When it comes to writing, it takes a lot of focus. There is no way around it. The writers who write book after book after book have some the most enviable focus I have ever seen. And at times I need to renew my own focus and determination to not let the distractions in this business (and yes there are many) and the freedom of working at home (which affords its own diversions) from cutting too deeply into the time necessary to write a book.
Earlier this year I put together a writing workshop in motivation–not character motivation, but motivating the writer to chain her butt to the chair and pursue her dream career. Oh, how easy it is to lecture on a subject I struggle with constantly.
Until I did one simple exercise that truly opened my eyes.
I always hear the same complaint from writers who have to balance an outside job, family, home life, commitments, life–I don’t have the time. I have those commitments as well, I will say. I’ll talk about the time my son with autism takes away from my daily writing, the commitments of being both a stay at home mom and a full time writer. The looming hell that can be deadlines. You have the time, I always extoll these writers. “You can carve it out.”
And quite frankly we all can. Even me.
The light bulb moment came last January as I was both searching for a way to show people how they could write a book–easily–every year. Perhaps even more than one. I’d been taking part of 1K sprints on Twitter and at the retreat I went on with my writer pals. 1K in 1hour they are called. You write, focused and not stopping for one hour–with the goal to get one thousand words into your manuscript. Turn off the editor and just write.

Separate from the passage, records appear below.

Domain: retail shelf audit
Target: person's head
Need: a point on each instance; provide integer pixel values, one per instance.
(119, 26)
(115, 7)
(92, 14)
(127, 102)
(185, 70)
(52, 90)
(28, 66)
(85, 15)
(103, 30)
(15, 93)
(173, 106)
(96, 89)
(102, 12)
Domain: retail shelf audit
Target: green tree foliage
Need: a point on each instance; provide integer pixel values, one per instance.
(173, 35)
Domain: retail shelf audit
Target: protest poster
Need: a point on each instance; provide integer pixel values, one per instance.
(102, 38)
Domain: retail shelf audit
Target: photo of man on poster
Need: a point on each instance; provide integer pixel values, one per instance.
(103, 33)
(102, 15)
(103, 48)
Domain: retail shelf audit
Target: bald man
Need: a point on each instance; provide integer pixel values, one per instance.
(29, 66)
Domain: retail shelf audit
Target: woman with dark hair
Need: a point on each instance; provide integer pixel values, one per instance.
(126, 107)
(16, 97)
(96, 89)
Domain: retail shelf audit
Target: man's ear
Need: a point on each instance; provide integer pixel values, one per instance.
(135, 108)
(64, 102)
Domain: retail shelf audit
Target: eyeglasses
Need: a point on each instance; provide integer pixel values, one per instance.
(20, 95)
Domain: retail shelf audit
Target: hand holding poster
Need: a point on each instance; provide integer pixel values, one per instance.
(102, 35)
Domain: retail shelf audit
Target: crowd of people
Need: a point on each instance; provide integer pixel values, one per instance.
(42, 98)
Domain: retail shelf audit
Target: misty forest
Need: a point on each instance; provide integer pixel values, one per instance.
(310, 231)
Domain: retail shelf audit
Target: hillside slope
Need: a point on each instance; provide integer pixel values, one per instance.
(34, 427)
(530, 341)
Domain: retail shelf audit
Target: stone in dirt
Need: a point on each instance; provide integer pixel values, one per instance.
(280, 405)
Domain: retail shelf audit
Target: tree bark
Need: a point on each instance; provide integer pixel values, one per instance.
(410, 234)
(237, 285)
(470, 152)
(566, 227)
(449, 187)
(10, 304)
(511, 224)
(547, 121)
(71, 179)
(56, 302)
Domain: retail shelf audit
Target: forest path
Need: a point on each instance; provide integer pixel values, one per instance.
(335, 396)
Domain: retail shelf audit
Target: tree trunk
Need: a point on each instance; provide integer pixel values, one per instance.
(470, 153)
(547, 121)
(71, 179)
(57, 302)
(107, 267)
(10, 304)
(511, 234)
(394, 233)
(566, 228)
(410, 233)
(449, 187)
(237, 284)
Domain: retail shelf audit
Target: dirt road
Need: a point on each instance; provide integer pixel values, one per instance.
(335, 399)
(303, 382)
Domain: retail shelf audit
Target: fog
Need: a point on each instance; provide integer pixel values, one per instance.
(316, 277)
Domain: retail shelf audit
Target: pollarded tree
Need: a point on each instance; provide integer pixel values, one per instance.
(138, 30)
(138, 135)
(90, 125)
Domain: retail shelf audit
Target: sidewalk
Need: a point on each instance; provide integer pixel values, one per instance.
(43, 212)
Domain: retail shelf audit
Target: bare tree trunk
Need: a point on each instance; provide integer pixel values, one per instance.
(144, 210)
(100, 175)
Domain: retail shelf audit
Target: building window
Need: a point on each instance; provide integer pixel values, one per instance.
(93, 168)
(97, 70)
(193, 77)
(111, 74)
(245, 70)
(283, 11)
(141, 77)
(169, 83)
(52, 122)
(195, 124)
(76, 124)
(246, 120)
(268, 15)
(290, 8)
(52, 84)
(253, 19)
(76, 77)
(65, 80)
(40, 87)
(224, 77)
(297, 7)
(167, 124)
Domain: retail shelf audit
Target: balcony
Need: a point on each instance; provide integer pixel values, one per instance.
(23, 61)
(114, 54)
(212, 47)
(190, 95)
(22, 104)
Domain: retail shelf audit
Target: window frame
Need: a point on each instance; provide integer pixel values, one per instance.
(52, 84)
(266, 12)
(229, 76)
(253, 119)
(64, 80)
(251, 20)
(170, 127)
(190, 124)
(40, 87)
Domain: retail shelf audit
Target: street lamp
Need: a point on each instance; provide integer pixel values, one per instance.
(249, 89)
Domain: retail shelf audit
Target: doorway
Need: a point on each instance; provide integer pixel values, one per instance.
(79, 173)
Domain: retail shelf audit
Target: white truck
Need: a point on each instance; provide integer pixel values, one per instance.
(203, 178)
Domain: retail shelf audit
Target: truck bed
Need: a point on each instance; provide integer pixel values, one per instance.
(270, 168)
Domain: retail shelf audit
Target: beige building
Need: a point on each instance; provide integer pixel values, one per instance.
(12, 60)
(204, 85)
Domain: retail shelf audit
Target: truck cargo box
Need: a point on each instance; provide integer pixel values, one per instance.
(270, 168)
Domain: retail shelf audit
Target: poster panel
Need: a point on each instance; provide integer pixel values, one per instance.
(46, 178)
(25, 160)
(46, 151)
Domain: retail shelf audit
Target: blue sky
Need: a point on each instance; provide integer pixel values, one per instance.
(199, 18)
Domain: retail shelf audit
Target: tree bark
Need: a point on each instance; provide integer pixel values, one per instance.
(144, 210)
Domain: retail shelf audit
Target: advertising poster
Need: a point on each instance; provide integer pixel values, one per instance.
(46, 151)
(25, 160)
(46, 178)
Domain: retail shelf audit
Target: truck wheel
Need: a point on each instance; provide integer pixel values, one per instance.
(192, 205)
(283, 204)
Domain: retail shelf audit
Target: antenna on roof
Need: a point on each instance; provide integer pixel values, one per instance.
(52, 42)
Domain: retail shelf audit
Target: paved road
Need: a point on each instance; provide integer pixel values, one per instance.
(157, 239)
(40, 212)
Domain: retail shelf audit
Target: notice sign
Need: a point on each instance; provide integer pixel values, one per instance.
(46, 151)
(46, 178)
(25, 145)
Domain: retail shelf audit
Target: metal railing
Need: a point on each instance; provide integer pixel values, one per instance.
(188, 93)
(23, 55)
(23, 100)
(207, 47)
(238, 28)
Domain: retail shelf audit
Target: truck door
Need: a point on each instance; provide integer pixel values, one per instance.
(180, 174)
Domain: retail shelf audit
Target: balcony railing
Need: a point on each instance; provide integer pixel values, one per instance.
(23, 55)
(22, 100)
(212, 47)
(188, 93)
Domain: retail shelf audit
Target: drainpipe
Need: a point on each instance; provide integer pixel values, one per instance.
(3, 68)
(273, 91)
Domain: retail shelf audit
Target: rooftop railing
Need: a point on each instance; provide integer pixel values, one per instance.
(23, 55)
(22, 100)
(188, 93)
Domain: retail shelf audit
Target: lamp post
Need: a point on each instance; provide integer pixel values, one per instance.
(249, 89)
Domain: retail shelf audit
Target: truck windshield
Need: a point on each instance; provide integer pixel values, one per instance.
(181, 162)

For me this works because I am a plotter. I have my scenes mapped out and I “draft” them by hand before I ever approach the computer. I like to think about the scene and let it mull around a bit before I dive in. So as I would approach a sprint, out came my notes and away I went. But this method also works for Pantsers–people who like to sit down and let the story unfold before them. Either way, you sit down and write for one hour and push yourself to get one thousand words done, which works out to be about four pages.
Now do the math. 1K in 1hour. Five days a week. Over the course of the year. Give yourself some time off for vacations, holidays and sick leave, and do you know how many words you would have written?
A little over three full length 90K books.
Holy Crap! It truly was a light bulb moment. And one that has changed my entire outlook. Instead of eating the entire elephant in a month and ending up with a large pile of poo, considering the measured, deliberate, fully thought out approach. A little focus and 1K in 1hour, five days a week.